What can we all learn from New Zealand?
With New Zealand the saying of "cure in health" applies, because due to the strict restrictions, today the country presents very low numbers regarding infections and deaths. Likewise, the island has administered a dose of the COVID-19 vaccine to 82% of its population, while 72% of the people has already received both doses.
As a result, the Government has decreed the suspension of isolation for its traveling citizens, so that many of the expatriates who were waiting for hotel places for this process will be able to return in November and only have to quarantine for 7 days (before they were 14).

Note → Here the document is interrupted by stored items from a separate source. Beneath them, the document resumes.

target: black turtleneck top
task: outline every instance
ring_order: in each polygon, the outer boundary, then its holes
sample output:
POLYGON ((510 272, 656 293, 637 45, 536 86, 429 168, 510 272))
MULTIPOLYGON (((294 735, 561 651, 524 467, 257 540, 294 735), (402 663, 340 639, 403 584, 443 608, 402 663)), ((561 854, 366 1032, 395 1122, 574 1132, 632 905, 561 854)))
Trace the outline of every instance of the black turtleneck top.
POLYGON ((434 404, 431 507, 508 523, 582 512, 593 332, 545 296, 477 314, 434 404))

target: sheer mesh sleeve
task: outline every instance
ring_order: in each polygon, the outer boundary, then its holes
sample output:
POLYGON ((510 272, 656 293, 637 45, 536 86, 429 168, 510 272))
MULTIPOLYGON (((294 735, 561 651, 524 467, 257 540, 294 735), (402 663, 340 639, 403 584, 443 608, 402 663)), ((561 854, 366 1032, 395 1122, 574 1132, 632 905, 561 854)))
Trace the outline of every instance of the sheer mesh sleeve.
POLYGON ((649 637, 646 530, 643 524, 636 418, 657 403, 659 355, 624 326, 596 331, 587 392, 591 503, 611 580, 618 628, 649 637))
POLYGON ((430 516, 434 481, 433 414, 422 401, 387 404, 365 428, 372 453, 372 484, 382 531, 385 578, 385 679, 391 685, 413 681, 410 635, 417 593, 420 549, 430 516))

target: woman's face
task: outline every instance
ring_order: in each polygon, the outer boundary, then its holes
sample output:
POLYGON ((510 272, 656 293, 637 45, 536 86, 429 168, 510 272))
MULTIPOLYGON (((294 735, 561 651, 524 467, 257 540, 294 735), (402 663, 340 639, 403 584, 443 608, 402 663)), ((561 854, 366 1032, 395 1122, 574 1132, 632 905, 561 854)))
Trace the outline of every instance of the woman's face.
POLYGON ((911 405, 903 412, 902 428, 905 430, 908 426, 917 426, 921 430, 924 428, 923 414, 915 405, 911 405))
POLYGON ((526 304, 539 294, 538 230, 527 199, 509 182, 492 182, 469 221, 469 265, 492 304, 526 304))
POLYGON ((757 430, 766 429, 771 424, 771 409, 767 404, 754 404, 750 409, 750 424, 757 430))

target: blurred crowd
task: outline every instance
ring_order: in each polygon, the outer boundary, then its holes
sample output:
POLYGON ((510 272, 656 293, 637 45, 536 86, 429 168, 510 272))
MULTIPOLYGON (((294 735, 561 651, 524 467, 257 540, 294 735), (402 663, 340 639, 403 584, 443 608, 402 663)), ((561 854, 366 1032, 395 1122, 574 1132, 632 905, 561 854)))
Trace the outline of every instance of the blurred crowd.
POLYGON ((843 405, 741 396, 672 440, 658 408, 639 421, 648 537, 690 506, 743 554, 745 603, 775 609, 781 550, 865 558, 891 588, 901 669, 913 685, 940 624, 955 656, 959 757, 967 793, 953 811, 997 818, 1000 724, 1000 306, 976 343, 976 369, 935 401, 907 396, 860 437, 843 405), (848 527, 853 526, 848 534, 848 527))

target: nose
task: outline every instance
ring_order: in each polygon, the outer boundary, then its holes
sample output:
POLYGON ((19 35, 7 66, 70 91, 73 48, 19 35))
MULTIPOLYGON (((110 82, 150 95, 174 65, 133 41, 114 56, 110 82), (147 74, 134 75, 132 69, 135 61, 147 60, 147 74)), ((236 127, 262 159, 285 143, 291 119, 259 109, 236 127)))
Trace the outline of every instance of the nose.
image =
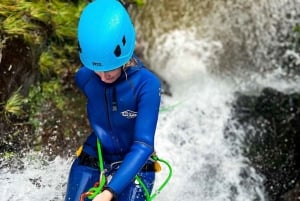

The elimination of this measure is expected to become effective in December, during the summer time in the southern hemisphere.
Undoubtedly, the measures are still demanding, but that demand is rewarded in the positive numbers, compared to other nations. So countries that are moving in and out of lockdown and increasing their numbers of contagions and deaths may need to follow New Zealand's lead in terms of political and individual biosecurity measures. While it has been said that the pandemic is nearing its end, with the new variants and peaks, this is in doubt. Here the words of world health entities penetrate, "we must not lower our guard."